Visualisasi sederhana: Tiga bentuk segitiga merepresentasikan doa, pelayanan, dan kebenaran yang diperjuangkan.
Di hadapan Mahkamah Agama, Stefanus menghadapi tuduhan yang sangat serius. Ayat 13 secara gamblang menyatakan apa yang dituduhkan kepadanya: Stefanus dituduh terus-menerus menghujat tempat kudus dan hukum Taurat. Namun, tuduhan ini disampaikan melalui kesaksian palsu. Ini menunjukkan bahwa para penuduh tidak memiliki bukti nyata dan terpaksa menggunakan kebohongan untuk menjatuhkan Stefanus dan ajaran yang dibawanya. Mereka menyalahartikan atau memutarbalikkan perkataan dan perbuatan Stefanus untuk menciptakan narasi yang merusak reputasinya dan citra gereja.

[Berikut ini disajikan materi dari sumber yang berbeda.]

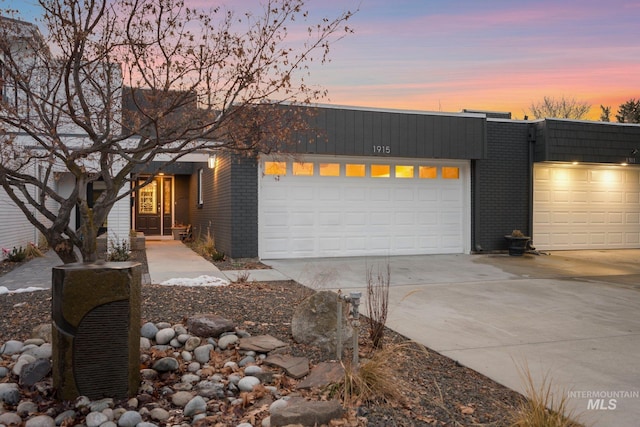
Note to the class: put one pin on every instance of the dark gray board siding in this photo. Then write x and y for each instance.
(587, 142)
(357, 132)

Kisah rasul 6:13 memberikan gambaran tentang bagaimana kebenaran seringkali harus menghadapi perlawanan, bahkan melalui cara-cara yang tidak jujur. Kesaksian palsu adalah senjata ampuh yang digunakan untuk meruntuhkan kredibilitas seseorang dan menyebarkan keraguan. Ini mengingatkan kita untuk selalu bersikap kritis terhadap informasi yang kita terima dan tidak mudah terpengaruh oleh tuduhan tanpa dasar. Bagi Stefanus, kesaksian palsu ini menjadi batu loncatan menuju penganiayaan yang lebih besar, yang pada akhirnya membuatnya menjadi martir pertama gereja. Kisahnya mengajarkan tentang keberanian dalam menghadapi ketidakadilan dan kesetiaan pada keyakinan, meskipun dihadapkan pada penolakan dan kebohongan.